School officials take precautions following meningitis diagnosis

By Nicole Daughhetee

Courier Staff

LIBERTY — Last Friday, the School District of Pickens County was notified by the parent of a Liberty High School student that the student had been hospitalized with a diagnosis of meningitis.

Immediately, school district nursing coordinator Angela Watson and LHS Principal Lori Gwinn began to work with DHEC to make sure that the school district took necessary precautions to avoid the spread of the disease. Friday morning, the LHS custodial staff thoroughly cleaned surfaces and areas that the student may have come in contact with while at school.

SDPC spokesman John Eby said that all LHS parents were given a letter explaining what had happened, what precautions were being taken and information on meningitis from the Center for Disease Control (CDC).

At this time, the case is suspected of being bacterial meningitis. However, Eby says that the school district has not received confirmation from DHEC.

In the SDPC’s letter to the parents of LHS students, there was no recommendation that any people who have been in contact with the student at school receive any treatment.

The germs that cause bacterial meningitis can be contagious and can be spread through respiratory and oral secretions.
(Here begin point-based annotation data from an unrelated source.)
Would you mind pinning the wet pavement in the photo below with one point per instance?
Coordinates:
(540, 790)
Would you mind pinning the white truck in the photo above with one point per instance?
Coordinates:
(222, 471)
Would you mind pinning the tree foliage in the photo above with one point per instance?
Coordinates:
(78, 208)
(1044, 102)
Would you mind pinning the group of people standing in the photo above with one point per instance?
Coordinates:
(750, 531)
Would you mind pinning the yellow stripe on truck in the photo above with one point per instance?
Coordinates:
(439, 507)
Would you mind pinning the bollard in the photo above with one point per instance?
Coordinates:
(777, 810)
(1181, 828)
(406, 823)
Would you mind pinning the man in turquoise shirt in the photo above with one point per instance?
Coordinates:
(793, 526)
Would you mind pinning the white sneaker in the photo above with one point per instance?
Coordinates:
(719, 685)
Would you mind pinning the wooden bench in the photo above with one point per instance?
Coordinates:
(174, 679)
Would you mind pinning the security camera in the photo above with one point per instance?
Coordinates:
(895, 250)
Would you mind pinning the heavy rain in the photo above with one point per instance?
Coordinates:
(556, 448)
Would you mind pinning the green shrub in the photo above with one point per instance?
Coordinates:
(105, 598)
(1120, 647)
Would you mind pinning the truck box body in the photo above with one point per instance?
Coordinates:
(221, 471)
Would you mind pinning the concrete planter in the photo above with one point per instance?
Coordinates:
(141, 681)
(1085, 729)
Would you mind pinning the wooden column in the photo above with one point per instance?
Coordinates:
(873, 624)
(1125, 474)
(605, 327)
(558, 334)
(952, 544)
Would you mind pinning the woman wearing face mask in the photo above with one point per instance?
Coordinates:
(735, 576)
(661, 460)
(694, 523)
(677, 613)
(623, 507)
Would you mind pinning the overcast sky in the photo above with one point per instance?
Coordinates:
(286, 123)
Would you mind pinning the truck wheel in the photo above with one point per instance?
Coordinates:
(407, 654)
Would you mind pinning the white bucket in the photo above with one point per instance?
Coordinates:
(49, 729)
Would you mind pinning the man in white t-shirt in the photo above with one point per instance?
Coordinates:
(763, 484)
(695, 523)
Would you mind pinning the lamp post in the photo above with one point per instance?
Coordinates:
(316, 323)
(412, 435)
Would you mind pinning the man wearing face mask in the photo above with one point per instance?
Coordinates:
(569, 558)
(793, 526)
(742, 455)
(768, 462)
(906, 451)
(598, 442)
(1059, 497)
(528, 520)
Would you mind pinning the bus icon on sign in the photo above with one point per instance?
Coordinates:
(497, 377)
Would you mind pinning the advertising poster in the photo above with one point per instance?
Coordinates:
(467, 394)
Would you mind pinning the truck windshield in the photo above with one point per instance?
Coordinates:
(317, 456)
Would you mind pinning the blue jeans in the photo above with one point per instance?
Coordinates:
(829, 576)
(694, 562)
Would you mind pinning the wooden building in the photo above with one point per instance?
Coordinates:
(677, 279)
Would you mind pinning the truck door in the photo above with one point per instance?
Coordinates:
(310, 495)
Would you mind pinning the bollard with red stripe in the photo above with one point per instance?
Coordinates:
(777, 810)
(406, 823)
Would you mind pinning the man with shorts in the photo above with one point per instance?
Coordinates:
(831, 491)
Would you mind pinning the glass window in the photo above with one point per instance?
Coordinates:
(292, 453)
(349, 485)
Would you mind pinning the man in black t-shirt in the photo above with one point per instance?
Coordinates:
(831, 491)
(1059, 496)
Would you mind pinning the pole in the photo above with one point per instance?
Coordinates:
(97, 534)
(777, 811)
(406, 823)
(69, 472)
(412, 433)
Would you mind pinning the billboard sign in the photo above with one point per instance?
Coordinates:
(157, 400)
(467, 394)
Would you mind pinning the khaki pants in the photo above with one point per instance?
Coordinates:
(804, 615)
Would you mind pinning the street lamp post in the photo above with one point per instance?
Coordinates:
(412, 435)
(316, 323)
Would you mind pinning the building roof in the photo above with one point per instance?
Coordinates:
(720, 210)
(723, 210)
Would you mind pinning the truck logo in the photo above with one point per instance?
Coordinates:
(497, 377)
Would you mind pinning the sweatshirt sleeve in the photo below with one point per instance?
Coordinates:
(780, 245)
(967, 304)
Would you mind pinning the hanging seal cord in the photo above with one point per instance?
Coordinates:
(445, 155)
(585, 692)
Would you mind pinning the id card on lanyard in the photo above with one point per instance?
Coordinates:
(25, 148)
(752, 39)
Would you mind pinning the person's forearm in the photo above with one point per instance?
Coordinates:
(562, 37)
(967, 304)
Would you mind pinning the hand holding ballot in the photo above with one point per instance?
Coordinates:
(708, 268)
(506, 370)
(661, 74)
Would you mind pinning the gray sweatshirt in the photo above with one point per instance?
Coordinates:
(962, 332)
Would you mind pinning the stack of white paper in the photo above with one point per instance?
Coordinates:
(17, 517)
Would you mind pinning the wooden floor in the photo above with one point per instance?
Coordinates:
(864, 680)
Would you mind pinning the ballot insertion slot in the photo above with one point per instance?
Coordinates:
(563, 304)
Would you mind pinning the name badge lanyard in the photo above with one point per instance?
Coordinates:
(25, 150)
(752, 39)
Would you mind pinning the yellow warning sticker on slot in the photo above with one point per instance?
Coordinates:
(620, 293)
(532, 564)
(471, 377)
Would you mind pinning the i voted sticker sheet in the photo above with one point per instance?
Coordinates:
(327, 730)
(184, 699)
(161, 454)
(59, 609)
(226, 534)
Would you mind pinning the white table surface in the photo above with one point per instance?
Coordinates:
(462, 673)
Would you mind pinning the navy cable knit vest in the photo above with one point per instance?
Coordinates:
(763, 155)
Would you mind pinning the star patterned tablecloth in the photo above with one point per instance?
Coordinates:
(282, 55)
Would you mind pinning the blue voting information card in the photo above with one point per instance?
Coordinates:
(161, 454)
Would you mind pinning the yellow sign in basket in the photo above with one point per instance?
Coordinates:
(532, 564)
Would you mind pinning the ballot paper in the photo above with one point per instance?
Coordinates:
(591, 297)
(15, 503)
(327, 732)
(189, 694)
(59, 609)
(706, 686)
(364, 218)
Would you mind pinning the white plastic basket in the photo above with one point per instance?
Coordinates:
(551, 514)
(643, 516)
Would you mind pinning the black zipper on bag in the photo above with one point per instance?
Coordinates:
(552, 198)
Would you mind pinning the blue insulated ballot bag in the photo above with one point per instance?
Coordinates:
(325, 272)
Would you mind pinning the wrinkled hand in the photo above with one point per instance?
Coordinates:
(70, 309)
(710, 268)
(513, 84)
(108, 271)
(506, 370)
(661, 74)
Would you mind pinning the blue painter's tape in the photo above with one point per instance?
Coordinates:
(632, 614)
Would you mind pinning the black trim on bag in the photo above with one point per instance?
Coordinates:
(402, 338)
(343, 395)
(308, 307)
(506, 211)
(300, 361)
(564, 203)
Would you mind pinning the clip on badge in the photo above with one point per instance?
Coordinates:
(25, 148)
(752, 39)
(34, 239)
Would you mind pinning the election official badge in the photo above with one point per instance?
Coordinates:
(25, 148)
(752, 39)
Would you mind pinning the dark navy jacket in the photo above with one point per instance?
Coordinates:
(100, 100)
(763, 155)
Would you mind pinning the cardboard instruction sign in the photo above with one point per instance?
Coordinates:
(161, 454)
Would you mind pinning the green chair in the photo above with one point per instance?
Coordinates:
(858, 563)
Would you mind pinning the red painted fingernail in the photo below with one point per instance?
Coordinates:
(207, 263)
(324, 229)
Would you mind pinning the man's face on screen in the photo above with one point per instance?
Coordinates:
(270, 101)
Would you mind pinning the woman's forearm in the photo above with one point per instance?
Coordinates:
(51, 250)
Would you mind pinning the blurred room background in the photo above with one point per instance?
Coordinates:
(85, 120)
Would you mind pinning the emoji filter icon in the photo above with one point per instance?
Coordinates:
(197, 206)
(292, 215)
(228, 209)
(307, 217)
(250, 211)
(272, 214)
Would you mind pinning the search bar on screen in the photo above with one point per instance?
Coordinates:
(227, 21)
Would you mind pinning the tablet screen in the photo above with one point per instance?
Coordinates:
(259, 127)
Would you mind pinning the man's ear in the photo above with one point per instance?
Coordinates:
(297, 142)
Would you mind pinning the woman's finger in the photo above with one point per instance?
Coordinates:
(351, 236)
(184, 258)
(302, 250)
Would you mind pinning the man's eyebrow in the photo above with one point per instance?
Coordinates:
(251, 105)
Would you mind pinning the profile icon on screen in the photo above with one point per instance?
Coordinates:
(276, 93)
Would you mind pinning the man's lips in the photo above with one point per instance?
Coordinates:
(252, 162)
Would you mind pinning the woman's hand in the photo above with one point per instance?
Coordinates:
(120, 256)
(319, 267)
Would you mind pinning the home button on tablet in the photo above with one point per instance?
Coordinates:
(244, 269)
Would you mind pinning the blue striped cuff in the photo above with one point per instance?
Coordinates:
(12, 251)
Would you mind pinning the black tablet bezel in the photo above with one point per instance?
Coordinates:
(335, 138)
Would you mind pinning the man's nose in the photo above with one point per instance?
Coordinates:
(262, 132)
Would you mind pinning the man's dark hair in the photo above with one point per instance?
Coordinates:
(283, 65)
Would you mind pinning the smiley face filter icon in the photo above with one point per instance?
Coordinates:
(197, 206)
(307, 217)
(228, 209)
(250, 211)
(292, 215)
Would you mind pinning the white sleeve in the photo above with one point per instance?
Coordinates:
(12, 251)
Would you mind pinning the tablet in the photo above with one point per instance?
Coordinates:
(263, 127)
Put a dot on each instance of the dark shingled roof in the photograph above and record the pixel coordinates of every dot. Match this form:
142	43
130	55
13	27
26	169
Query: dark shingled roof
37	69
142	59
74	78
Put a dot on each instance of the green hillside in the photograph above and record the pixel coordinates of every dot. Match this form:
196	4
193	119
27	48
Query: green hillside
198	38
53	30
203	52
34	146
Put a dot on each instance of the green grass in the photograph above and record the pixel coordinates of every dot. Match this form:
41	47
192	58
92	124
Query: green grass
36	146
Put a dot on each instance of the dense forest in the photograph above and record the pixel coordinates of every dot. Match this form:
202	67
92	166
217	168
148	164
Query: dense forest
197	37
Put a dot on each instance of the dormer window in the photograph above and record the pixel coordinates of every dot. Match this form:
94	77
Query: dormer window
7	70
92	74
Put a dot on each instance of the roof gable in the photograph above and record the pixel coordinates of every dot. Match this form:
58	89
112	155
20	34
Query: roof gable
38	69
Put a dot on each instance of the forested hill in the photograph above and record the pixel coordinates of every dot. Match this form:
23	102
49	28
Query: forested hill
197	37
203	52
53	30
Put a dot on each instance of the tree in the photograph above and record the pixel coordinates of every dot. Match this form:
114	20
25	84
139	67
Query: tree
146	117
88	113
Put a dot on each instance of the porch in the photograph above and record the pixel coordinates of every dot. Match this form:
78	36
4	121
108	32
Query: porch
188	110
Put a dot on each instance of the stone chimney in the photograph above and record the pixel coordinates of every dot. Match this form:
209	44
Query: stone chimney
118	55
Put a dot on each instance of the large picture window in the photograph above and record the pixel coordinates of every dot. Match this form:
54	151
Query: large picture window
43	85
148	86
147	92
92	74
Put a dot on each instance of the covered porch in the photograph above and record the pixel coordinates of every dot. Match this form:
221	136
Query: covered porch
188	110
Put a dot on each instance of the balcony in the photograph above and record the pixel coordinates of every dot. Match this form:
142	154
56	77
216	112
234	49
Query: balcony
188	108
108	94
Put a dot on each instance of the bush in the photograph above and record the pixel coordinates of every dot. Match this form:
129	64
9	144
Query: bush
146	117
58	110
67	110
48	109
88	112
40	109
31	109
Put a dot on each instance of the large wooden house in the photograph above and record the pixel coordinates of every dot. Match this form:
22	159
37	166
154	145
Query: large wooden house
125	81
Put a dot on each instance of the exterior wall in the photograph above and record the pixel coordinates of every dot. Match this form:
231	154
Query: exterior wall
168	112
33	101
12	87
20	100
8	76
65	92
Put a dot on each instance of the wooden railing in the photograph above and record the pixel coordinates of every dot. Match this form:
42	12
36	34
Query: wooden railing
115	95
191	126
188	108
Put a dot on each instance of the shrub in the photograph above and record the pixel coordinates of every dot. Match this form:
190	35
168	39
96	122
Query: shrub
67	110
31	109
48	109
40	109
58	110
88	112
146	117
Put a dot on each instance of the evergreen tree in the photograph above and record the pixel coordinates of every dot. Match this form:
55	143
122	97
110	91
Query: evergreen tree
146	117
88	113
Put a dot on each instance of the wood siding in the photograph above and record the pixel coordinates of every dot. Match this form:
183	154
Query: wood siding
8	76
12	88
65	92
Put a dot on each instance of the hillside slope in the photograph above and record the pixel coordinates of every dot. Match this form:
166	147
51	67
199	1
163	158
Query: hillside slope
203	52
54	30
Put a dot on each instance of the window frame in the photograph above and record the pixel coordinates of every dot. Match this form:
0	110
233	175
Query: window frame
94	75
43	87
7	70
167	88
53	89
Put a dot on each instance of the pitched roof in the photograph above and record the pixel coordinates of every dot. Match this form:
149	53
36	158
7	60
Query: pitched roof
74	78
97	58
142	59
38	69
The disease is not airborne and is typically transmitted by close contact with an infected person.

According to the CDC, most of the bacteria that cause meningitis are not as contagious as diseases like the common cold or the flu. The bacteria are spread to other people through close or direct contact (such as kissing) with the infected person.

Symptoms of meningitis infection may present with the sudden onset of fever, headache, and stiff neck. Often this is accompanied by nausea, vomiting, sensitivity to light, or confusion.

The district urged parents that should they or anyone in their household exhibit these symptoms, they should seek immediate care from a doctor.

“We will continue to monitor all students at LHS, watch for any other patterns of symptoms or illness, and remain in contact with DHEC,” said Eby. “Should parents have questions or concerns regarding meningitis, they should contact their doctor.”

When asked about the current condition of the LHS student, Eby said the district could not comment, as it would be a violation of HIPAA.